De Telegraaf maakte zojuist bekend dat om 12:00 vanmiddag de onderhandelingen over de vorming van het kabinet DDS-I zullen worden voortgezet. Dat is uiteraard een mooie opsteker, vooral voor Maxime Verhagen die daarmee het werk van de afgelopen dagen bekroond ziet worden.

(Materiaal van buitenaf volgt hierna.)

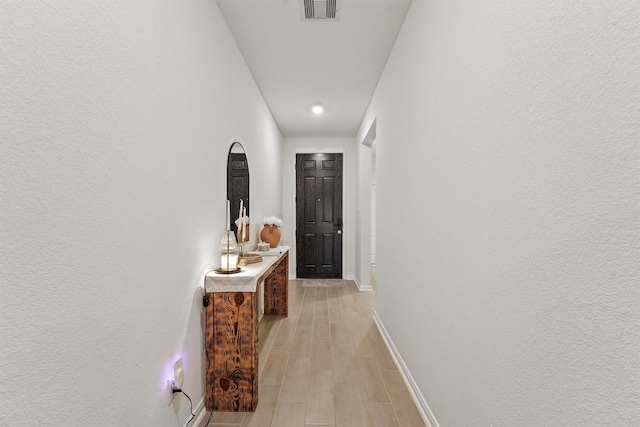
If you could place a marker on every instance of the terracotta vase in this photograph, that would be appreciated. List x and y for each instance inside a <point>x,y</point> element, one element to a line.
<point>271,235</point>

Het was overigens niet vanzelfsprekend dat de gesprekken ook inderdaad hervat zouden worden. Want hoewel Mark Rutte vooral goede redenen had om wel door te zetten, gold datzelfde niet voor Geert Wilders. In CDA-kring leefde gisteren de vrees dat Wilders zou besluiten dat hij de zaak niet meer vertrouwde. Hij had dan met zetelwinst de verdere gang van zaken vanuit de veilige beschutting van de oppositie kunnen afwachten -- na de perikelen van afgelopen week kon immers niemand het hem kwalijk nemen wanneer hij zou hebben aangegeven niet te geloven dat Verhagen in staat zou zijn zijn woorden gestand te doen. De grote verliezer zou in dat geval Verhagen zelf zijn, die zijn partij immers een moeilijk debat over de eigen identiteit zou hebben opgedrongen. Binnen de context van een door linkse weigerachtigheid noodzakelijk geworden formatie viel die stap zonder meer te rechtvaardigen. Daarbuiten zou het echter pure zelfmoord zijn geweest.

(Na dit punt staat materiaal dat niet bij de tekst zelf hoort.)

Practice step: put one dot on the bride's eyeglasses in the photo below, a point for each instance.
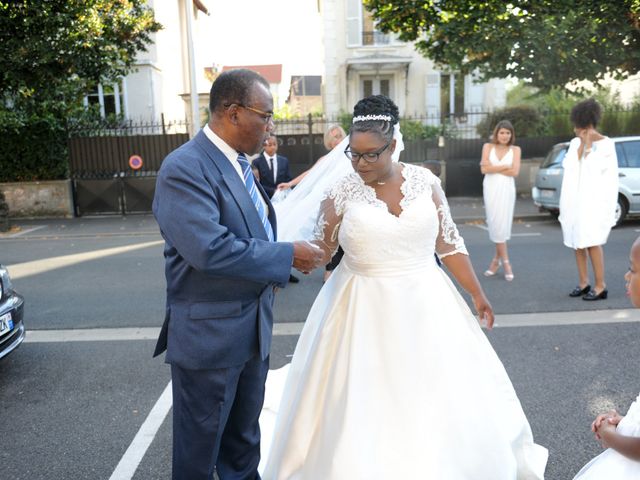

Door nu voluit voor het slagen van de onderhandelingen te kiezen, geeft Wilders politieke rugdekking aan zijn provinciegenoot. Hij laat bovendien zien in staat te zijn boven het eigen kortertermijngewin heen te kijken en zich vooral te richten op het landsbelang. Een dubbel kudos dus voor de PVV-leider, die zich op een cruciaal moment een betrouwbare onderhandelingspartner heeft betoond.